Groups | Search | Server Info | Keyboard shortcuts | Login | Register [http] [https] [nntp] [nntps]


Groups > comp.lang.python > #64001

Re: 'Straße' ('Strasse') and Python 2

From Robin Becker <robin@reportlab.com>
Subject Re: 'Straße' ('Strasse') and Python 2
Date 2014-01-15 16:55 +0000
References <30dfa6f1-61b2-49b8-bc65-5fd18d498c38@googlegroups.com> <52D67873.2010502@chamonix.reportlab.co.uk> <lb5u13$9hs$1@ger.gmane.org> <52D68402.6030407@chamonix.reportlab.co.uk> <570A55FE-6640-4480-BF9A-3C2F8B9C1DC5@gmail.com>
Newsgroups comp.lang.python
Message-ID <mailman.5525.1389804942.18130.python-list@python.org> (permalink)
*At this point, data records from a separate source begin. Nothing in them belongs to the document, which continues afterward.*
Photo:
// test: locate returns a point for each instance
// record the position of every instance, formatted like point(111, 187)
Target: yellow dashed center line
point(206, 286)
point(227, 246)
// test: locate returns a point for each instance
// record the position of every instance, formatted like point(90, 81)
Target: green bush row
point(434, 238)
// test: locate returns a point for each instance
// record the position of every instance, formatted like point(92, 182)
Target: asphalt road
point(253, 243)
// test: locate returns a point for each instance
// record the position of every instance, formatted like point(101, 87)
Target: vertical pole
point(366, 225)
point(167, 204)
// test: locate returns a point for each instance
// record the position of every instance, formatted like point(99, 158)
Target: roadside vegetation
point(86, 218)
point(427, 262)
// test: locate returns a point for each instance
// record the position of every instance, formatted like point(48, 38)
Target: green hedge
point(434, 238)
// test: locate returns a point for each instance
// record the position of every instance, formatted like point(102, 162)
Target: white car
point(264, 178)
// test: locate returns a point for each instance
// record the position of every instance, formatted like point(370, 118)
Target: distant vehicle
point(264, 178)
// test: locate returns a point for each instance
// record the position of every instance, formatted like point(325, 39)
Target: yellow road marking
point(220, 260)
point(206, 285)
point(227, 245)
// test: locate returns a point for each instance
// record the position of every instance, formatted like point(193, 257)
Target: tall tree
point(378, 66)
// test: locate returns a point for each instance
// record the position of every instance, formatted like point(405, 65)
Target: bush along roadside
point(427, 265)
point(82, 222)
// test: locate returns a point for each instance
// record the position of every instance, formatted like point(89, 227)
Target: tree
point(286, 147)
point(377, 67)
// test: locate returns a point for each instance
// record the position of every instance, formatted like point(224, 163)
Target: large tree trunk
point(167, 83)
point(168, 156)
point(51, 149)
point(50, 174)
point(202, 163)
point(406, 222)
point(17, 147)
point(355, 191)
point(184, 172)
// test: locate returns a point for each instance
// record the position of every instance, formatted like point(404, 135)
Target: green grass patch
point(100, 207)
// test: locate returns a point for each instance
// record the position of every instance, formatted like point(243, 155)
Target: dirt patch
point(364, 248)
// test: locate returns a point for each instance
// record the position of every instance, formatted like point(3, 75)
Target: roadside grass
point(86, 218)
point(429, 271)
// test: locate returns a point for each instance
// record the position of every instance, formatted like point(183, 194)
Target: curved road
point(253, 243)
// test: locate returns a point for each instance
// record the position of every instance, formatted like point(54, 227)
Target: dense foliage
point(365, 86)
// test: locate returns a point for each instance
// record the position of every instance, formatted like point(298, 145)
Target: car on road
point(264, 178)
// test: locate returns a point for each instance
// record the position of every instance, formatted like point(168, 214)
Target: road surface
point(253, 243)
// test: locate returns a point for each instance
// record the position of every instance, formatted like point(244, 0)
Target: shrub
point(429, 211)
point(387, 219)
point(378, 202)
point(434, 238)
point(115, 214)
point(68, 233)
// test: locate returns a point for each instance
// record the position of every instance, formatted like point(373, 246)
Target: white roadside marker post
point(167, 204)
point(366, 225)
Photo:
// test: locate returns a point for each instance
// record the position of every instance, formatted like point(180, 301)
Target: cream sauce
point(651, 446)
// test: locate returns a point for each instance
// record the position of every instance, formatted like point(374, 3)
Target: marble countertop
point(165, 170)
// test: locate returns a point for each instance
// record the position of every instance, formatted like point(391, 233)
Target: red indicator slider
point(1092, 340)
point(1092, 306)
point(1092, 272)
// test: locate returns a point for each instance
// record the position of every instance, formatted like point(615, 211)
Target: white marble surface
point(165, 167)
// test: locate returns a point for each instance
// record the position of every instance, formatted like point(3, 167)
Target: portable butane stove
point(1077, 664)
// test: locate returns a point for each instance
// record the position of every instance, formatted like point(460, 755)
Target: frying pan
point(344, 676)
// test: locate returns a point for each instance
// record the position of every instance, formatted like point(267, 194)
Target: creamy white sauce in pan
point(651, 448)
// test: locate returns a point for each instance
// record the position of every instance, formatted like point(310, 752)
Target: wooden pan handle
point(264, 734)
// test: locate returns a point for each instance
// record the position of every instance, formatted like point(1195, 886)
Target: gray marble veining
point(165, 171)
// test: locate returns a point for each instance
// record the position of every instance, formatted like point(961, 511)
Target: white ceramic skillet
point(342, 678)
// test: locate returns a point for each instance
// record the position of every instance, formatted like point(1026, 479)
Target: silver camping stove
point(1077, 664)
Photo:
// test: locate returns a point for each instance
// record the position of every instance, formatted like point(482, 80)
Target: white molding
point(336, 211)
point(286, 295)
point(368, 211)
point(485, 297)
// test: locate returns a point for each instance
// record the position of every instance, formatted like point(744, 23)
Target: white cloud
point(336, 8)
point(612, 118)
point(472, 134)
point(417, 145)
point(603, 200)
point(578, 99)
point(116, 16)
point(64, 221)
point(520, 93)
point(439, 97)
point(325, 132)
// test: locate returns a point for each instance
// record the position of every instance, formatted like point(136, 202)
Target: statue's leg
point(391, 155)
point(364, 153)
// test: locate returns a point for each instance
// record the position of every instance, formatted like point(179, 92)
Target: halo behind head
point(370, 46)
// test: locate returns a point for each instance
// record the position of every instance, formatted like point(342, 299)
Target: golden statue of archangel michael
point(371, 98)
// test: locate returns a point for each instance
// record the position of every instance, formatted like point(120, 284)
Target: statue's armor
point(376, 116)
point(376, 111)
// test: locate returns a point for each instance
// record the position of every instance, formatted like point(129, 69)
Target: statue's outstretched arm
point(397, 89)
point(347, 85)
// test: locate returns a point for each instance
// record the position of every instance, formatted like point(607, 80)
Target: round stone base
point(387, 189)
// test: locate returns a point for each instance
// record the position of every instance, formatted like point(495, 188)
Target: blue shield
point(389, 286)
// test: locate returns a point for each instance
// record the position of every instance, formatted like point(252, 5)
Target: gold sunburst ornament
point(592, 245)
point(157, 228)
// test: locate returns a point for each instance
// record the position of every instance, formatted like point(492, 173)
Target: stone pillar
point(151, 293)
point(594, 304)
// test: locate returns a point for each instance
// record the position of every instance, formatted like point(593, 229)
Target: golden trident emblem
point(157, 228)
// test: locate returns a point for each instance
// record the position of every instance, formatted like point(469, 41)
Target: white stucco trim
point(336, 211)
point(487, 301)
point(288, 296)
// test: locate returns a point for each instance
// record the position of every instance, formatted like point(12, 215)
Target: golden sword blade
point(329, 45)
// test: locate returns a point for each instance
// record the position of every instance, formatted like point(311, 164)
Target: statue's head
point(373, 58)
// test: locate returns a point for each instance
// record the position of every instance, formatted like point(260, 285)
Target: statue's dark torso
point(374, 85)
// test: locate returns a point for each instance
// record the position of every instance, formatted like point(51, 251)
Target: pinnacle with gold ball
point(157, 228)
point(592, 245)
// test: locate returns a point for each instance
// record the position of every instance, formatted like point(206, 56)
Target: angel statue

Show all headers | View raw


On 15/01/2014 16:28, Travis Griggs wrote:
........ of a sequence of graphemes I can use either a sequence of bytes or a 
sequence of codepoints. They are both encodings of the graphemes; what unicode 
says is an encoding doesn't define what encodings are ie mappings from some 
source alphabet to a target alphabet.
>
> But you’re talking about two levels of encoding. One runs on top of the other. So insisting that you be able to call them all encodings, makes the term pointless, because now it’s ambiguous as to what you’re referring to. Are you referring to encoding in the sense of representing code points with bytes? Or are you referring to what the unicode guys call “forms”?
>
> For example, the NFC form of ‘ñ’ is ’\u00F1’. ‘nThe NFD form represents the exact same grapheme, but is ‘\u006e\u0303’. You can call them encodings if you want, but I echo Ned’s sentiment that you keep that to yourself. Conventionally, they’re different forms, not different encodings. You can encode either form with an encoding, e.g.
>
> '\u00F1'.encode('utf8’)
> '\u00F1'.encode('utf16’)
>
> '\u006e\u0303'.encode('utf8’)
> '\u006e\u0303'.encode('utf16')
>

I think about these as encodings, because that's what they are mathematically, 
logically & practically. I can encode the target grapheme sequence as a sequence 
of bytes using a particular 'unicode encoding' eg utf8 or a sequence of code points.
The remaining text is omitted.